Quick fix: choose the right sandbox mode

| Sandbox mode | git read | git write | When to use | |--------------|----------|-----------|-------------| | read-only (default) | Yes | No | review, challenge, consult | | workspace-write | Yes | No (.git/ stays read-only) | editing files only | | --full-auto | Yes | No (same sandbox; sets -a on-request + -s workspace-write) | low-friction file edits | | danger-full-access | Yes | Yes | apply/fix that needs git write | | --dangerously-bypass-approvals-and-sandbox | Yes | Yes | last resort, unrestricted |

For any mode that needs git write access (commit, push, pull), you must use danger-full-access or --dangerously-bypass-approvals-and-sandbox.
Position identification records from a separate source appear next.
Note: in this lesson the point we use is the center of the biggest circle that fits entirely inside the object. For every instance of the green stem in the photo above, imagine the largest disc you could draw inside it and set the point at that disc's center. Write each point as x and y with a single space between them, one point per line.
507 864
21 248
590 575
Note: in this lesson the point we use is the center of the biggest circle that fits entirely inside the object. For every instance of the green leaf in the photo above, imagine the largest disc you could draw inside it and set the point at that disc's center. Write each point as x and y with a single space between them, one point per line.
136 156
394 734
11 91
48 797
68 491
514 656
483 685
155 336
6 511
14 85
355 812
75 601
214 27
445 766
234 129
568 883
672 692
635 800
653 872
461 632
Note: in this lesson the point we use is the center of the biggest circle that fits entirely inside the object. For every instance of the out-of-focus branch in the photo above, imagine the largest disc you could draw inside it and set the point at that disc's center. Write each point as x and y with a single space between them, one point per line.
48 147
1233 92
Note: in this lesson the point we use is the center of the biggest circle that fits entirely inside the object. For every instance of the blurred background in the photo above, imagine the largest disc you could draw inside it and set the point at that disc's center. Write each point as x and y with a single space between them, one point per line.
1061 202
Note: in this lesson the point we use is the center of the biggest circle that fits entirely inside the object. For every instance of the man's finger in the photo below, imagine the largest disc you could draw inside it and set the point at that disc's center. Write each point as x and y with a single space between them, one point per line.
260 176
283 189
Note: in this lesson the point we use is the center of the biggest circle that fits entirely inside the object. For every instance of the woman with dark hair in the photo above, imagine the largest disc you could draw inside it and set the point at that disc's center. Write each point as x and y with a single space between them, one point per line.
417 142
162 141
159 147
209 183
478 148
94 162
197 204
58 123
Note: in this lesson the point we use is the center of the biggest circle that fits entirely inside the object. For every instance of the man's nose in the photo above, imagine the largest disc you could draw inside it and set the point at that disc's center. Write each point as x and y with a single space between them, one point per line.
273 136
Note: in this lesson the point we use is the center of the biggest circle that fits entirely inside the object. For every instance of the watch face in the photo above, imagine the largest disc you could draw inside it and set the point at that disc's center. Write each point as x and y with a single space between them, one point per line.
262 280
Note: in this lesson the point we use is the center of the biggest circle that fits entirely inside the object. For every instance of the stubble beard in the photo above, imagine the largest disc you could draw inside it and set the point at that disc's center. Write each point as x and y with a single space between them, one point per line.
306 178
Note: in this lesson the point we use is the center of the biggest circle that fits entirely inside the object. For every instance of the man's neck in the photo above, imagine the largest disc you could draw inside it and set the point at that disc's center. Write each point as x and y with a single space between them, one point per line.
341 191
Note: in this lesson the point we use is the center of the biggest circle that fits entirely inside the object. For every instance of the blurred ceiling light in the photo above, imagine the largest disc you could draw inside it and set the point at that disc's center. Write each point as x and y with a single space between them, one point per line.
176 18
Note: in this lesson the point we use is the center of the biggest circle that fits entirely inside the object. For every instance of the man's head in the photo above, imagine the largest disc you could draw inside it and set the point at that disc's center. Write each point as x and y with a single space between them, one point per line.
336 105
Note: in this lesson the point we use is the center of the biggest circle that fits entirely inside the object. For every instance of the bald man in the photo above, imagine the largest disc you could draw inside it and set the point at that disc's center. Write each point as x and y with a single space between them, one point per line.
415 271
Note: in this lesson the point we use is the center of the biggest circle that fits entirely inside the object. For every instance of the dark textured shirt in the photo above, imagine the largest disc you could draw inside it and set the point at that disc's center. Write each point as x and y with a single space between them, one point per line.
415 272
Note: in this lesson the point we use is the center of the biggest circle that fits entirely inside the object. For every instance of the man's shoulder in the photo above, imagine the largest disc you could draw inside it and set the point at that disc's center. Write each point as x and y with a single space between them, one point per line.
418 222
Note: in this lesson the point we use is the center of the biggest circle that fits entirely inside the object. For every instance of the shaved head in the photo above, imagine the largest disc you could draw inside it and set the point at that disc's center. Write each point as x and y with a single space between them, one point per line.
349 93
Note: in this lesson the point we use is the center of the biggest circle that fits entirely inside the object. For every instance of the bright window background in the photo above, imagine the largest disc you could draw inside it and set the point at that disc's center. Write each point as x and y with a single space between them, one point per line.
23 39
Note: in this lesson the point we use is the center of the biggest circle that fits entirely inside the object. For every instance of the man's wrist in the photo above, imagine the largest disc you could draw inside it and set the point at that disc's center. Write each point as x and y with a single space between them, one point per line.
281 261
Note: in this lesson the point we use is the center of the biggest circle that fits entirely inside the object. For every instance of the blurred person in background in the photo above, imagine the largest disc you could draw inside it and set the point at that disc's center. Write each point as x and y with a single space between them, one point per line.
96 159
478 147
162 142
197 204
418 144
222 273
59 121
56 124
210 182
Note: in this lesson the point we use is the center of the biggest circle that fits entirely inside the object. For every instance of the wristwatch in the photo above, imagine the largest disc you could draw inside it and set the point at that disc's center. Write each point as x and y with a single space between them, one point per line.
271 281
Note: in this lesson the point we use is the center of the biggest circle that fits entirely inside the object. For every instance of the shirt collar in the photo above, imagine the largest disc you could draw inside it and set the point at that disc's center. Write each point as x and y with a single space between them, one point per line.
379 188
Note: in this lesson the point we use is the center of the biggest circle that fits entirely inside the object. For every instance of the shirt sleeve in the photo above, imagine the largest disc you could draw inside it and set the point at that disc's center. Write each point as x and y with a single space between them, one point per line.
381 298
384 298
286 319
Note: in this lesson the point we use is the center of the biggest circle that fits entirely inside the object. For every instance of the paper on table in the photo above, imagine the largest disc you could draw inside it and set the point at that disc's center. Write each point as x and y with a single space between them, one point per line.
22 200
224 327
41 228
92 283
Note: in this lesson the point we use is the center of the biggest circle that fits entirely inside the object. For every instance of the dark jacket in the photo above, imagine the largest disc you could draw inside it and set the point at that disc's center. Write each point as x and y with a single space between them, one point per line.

Do not switch to either mode until the user has explicitly confirmed the bypassed run.

Recommended sandbox flags by mode

  • Review / Challenge / Consult: -s read-only (default, safe)
  • Research: --skip-git-repo-check (no repo context needed)
  • Apply/Fix without git writes: --full-auto (low-friction, sandboxed)
  • Apply/Fix with git writes: danger-full-access after confirmation; use full bypass only as a confirmed last resort

Platform-specific sandbox issues

Windows:

  • Git Bash (bash.exe) fails inside Windows sandbox with "couldn't create signal pipe, Win32 error 5" (issue #15016).
  • Workaround: use PowerShell as the shell, or disable sandbox:
    # ~/.codex/config.toml
    [windows]
    sandbox = "off"
    

Linux (bubblewrap):

  • .git/ and resolved gitdir: targets are force-mounted read-only after writable roots, and --add-dir cannot override this (issue #14338).
  • AppArmor unprivileged_userns restriction can prevent the sandbox from starting entirely (issue #9273).

macOS:

  • Git fsmonitor IPC socket is blocked by sandbox network policy (issue #14372).
  • Workaround: disable fsmonitor before running Codex:
    git config --local core.fsmonitor false
    

Pre-trusting a workspace

To avoid the trust prompt on every run, add the project to config.toml:

# ~/.codex/config.toml
[projects."/path/to/your/project"]
trust_level = "trusted"

Diagnosing sandbox denials

Use the built-in sandbox diagnostic to see what is being blocked:

codex sandbox <platform> --log-denials <command>
# Example:
codex sandbox macos --log-denials git diff
codex sandbox linux --log-denials git commit -m "test"

For full sandbox configuration details, read $SKILL_DIR/references/REFERENCE.md.

Error Handling

  • codex: command not found: tell the user to install @openai/codex
  • codex login status fails or shows no auth: tell the user to run codex login
  • rate limit or timeout: retry with a smaller scope, lower reasoning, or a lighter model
  • research output lacks citations: rerun with --search and an explicit request for URLs
  • review task accidentally ran in write mode: stop, surface the mismatch, and switch back to review-safe mode
  • Codex unavailable: fall back to native tools when the task does not strictly require Codex
  • sandbox permission denied on .git/: switch to danger-full-access or --dangerously-bypass-approvals-and-sandbox; see the Sandbox section above
  • Windows bash signal pipe error: switch to PowerShell or disable Windows sandbox
  • git fsmonitor IPC error (macOS): run git config --local core.fsmonitor false
  • sandbox fails to start (Linux AppArmor): check kernel.apparmor_restrict_unprivileged_userns sysctl

Notes

  • codex exec is the preferred general non-interactive entrypoint.
  • codex review is the preferred review entrypoint for branch, diff, commit, and uncommitted review.
  • Read-only and review-safe paths are the default. Writing is opt-in.
  • For current Codex configuration semantics, project-scoped overrides, and web search modes, rely on ~/.codex/config.toml and current CLI help.